A billiard ball moving with a speed of $$v = 2.2m/s$$ strikes an identical stationary ball a glancing blow. After the collision, one ball is found to be moving at a speed of $$v_2 = 1.1m/s$$ in a direction making a $$\theta = 60^o$$ angle with the original line of motion. Find the velocity of the other ball?

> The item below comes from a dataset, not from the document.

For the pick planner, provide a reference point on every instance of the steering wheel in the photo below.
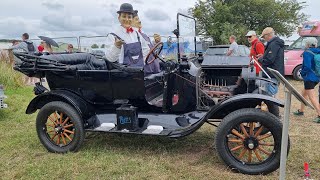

I don't really know where to start...Maybe conserving momentum?

 

[suspenc3]

Would I just do this:

$$1/2m_1v_1_i^2 +1/2m_2v_2_i^2 = 2(1/2m_1v_1_f^2) + 1/2m_2v_2_f^2$$

since all of the masses are the same they cancel out and since the second ball is stationary..it is 0

$$v_1_i^2 = 2v_1_f^2 + 2v_2_f^2$$
$$1/2(2.2)^2 = 2sin \theta(1.1)^2 + 2v_2_f^2$$
$$v_2_f = 1.53m/s$$

 

[Astronuc]

Would I just do this:
$$1/2m_1v_1_i^2 +1/2m_2v_2_i^2 = 2(1/2m_1v_1_f^2) + 1/2m_2v_2_f^2$$

Why is the kinetic energy term of m₁ doubled on the right hand side?

In an elastic collision, kinetic energy and momentum are conserved. Momentum is conserved in the x and y directions.